The team determined there was an overwhelming amount of waste that was going to be generated from the packaging associated with the number of computing units needed for the Projects. For one phase of a project there were 155 containers being installed, with 540 computing units per container, totaling 83,700 computing units. Each computing unit is packaged with two pieces of Styrofoam, wrapped in plastic, and placed in its own cardboard box resulting in approximately 83,700 pieces of plastic wrap and cardboard boxes and 167,400 pieces of Styrofoam that would need to be managed and disposed of during construction. If the waste were to be landfilled, one container worth of computing units would fill approximately five to six dumpsters with Styrofoam, or approximately 620 dumpsters for the phase one scope on this project.

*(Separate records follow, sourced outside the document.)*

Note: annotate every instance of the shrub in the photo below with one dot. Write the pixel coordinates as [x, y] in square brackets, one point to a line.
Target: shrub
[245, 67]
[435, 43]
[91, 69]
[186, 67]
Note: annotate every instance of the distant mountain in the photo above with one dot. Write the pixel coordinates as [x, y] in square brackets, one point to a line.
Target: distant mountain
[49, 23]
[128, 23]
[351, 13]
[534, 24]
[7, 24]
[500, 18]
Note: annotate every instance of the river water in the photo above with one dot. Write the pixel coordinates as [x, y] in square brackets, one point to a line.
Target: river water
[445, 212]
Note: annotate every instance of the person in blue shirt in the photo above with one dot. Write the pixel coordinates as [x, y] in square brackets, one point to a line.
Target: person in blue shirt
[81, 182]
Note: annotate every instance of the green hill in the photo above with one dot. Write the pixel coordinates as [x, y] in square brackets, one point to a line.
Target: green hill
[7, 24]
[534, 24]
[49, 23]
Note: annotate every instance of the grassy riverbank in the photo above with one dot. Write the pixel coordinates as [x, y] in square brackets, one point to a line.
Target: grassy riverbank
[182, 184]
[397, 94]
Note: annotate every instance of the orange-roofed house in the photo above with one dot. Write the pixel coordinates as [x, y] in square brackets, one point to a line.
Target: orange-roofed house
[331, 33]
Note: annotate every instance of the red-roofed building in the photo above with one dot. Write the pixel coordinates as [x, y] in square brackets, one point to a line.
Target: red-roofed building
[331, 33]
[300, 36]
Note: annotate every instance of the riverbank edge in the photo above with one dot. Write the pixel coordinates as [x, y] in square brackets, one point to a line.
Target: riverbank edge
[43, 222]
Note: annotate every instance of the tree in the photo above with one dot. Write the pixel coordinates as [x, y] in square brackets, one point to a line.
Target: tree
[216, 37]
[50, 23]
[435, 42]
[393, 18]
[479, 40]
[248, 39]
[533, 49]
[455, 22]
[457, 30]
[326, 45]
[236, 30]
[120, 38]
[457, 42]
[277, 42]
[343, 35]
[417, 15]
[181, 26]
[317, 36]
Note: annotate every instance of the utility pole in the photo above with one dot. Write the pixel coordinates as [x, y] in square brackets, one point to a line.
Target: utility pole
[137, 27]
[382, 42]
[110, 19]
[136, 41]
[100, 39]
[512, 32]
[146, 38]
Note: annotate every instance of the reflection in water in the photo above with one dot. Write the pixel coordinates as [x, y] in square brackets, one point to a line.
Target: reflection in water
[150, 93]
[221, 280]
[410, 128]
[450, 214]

To reduce the overall volume of waste generated and streamline the waste management process, the team procured a cardboard baler and Styrofoam densifier. The baler compacts cardboard and the densifier reduces Styrofoam into dense blocks as seen in this photo.


The team reduced the number of dumpsters needed by an estimated 1,550%. Now, around three to four containers worth of waste packaging can fit into one dumpster and the new estimated number of dumpsters has decreased from 620 to less than 40. Because of the material processing, the Styrofoam and cardboard can be recycled at the proper recycling facilities rather than being sent to the landfill, an additional environmental benefit in creating a more sustainable process by implementing circular economy principles.

While the environmental impact of this implementation benefits our planet and the communities we work in, there was also a significant financial impact resulting in approximately $117,450 in savings for one project.

The Power Delivery team strives to find ways to make their project sites more eco-friendly and due to the success of implementing these waste management processes, additional projects have also implemented use of a densifier and baler. These innovative solutions will continue to advance the way we drive waste management on our project sites.